What This Means for Defense AI — and for Claude
Claude was, until recently, the only AI model authorized for use in classified Pentagon settings. The military has come to rely on it deeply — including, reportedly, during active operations.
Retired Navy Rear Admiral Mark Dalton described the DOD’s reversal as “all the more puzzling” given Claude’s status as the first AI deployed across the agency’s classified networks. Former DOD official Brad Carson said he’s spoken with retired officers who report that “warfighters are not happy about it” and view Claude as “a better product, the most reliable, with the most user friendly outputs they can assimilate into planning.”
Michael himself acknowledged the logistical reality: “You can’t just rip out a system that’s deeply embedded overnight.” The Pentagon has set a 180-day deadline to remove Anthropic’s technology from its systems — a timeline that analysts have called extraordinarily difficult given how deeply integrated Claude has become across defense contractors and classified workflows.
The Bigger Picture: AI Safety, Military Autonomy, and Who Gets to Draw the Lines
This case is not ultimately about Anthropic. It is about a foundational question that the United States has not yet answered: can a private AI company maintain safety guardrails when contracting with the military, or must it surrender all constraints in exchange for government access?

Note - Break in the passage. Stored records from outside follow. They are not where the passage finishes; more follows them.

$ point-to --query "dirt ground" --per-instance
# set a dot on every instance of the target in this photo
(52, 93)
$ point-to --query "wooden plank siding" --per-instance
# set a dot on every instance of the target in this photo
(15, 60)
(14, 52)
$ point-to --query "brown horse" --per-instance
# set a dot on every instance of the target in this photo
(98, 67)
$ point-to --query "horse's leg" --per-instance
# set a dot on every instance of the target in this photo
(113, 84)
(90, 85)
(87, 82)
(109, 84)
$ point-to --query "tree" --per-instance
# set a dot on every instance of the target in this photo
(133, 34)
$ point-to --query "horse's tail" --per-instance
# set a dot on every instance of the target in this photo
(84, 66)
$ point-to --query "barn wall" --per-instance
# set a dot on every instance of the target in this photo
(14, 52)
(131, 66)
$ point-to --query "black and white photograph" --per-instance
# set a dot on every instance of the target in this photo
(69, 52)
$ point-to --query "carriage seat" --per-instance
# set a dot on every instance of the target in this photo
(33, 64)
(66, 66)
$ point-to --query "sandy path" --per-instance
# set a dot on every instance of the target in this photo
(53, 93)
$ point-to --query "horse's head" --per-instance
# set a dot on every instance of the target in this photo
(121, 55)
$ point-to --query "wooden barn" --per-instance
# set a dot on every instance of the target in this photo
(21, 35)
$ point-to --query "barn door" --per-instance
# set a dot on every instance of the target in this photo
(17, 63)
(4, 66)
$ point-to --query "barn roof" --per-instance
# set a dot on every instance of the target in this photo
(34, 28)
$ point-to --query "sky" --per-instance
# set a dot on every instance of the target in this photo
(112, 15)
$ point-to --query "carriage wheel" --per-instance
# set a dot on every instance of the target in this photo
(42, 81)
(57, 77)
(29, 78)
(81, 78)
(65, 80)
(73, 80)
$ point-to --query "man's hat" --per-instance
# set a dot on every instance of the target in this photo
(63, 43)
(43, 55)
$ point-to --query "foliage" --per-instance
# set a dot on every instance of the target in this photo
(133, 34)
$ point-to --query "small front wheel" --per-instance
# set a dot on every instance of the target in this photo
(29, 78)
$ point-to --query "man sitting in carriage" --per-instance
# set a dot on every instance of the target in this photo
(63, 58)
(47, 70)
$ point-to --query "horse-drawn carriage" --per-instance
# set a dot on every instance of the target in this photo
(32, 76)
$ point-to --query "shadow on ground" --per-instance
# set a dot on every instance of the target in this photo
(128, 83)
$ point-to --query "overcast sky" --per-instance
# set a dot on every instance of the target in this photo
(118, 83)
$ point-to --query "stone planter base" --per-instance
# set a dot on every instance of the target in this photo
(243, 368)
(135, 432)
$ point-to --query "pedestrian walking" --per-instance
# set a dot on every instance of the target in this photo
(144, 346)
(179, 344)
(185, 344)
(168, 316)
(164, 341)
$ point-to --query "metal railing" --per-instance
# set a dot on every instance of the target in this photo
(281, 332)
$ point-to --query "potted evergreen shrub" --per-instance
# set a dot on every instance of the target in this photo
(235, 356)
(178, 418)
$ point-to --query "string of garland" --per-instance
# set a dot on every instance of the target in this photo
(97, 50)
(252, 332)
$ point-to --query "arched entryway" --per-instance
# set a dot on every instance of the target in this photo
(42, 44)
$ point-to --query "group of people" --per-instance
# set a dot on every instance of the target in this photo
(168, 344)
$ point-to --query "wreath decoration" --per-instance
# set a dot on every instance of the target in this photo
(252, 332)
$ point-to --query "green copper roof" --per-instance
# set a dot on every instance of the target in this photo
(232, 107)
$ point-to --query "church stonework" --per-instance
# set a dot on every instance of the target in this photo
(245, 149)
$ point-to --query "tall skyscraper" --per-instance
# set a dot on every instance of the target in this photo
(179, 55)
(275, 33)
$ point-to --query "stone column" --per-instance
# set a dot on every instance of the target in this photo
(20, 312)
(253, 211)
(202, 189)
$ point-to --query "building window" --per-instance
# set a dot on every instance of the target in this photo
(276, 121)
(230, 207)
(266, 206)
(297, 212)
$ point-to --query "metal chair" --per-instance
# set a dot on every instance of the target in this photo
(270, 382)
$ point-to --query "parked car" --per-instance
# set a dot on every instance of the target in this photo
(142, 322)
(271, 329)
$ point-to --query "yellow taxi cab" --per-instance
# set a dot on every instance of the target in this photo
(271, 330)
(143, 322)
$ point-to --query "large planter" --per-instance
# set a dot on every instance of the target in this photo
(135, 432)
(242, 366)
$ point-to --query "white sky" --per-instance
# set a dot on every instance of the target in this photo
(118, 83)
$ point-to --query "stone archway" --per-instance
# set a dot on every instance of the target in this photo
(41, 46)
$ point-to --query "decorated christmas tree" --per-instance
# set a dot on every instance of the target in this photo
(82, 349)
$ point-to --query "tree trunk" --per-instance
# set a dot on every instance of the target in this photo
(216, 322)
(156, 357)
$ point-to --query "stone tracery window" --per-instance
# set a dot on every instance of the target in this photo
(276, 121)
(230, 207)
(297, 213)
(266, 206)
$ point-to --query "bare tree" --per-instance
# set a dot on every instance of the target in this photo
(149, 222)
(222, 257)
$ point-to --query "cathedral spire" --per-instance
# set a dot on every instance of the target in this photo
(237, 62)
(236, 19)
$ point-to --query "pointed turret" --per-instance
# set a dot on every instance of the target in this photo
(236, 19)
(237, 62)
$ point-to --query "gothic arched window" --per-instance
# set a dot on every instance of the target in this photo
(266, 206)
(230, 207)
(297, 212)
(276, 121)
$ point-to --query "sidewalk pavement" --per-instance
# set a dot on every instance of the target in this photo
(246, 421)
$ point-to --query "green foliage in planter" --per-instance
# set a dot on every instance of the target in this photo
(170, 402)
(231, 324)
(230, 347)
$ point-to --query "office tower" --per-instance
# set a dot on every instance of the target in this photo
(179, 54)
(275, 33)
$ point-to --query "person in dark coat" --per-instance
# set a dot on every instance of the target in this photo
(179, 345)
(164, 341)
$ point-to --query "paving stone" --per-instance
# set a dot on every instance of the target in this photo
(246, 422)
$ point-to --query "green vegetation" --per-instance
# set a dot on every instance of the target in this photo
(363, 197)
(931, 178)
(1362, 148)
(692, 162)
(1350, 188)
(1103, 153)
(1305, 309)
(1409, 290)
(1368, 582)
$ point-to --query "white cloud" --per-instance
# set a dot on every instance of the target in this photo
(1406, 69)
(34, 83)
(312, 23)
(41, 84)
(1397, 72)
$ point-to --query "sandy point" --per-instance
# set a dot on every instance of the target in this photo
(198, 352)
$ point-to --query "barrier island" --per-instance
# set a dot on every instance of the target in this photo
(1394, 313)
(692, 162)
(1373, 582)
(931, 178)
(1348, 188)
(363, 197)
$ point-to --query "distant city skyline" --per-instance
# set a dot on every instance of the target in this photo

Anthropic stated it sought to restrict its technology from only two high-level applications: mass surveillance of Americans, and fully autonomous lethal weapons. The Pentagon insisted on the ability to use Claude for “all lawful purposes” — language Anthropic argued was too vague and could allow its safeguards to be bypassed entirely.
From a cybersecurity and national security perspective, the irony cuts deep. The same safety architecture that makes Claude trustworthy enough to deploy on classified networks is the architecture the Pentagon wanted removed. An AI without guardrails deployed in critical military infrastructure is not a stronger weapon — it is a larger attack surface.
Judge Lin is expected to issue a ruling within the next few days. If the preliminary injunction is granted, Anthropic can continue doing business with government contractors and federal agencies while the full lawsuit plays out. Without it, the company faces the potential loss of billions in contracts and lasting reputational harm in the federal market.
What Comes Next
Whatever Judge Lin decides, Tuesday’s hearing has already shifted something. The spectacle of the entire American AI industry — competitors included — filing briefs to defend a single company against its own government is not something that gets walked back quietly.
Nicolas Chaillan, the former U.S. Air Force and Space Force Chief Software Officer who helped bring AI into federal classified systems in the first place, called it plainly on LinkedIn: when OpenAI files in defense of Anthropic, “you are not protecting national security.”
The ruling will come. The policy debate will continue. But the question of whether the Pentagon overreached — whether it weaponized a foreign-adversary designation against an American company for refusing to remove safety guardrails — is no longer just an argument. It is a matter of federal court record.
For cybersecurity professionals working in the defense contractor space, this case has direct implications for vendor risk management, AI procurement compliance, and the emerging question of what ethical AI use requirements can and cannot survive in classified environments. We’ll be tracking the injunction ruling and its downstream effects closely.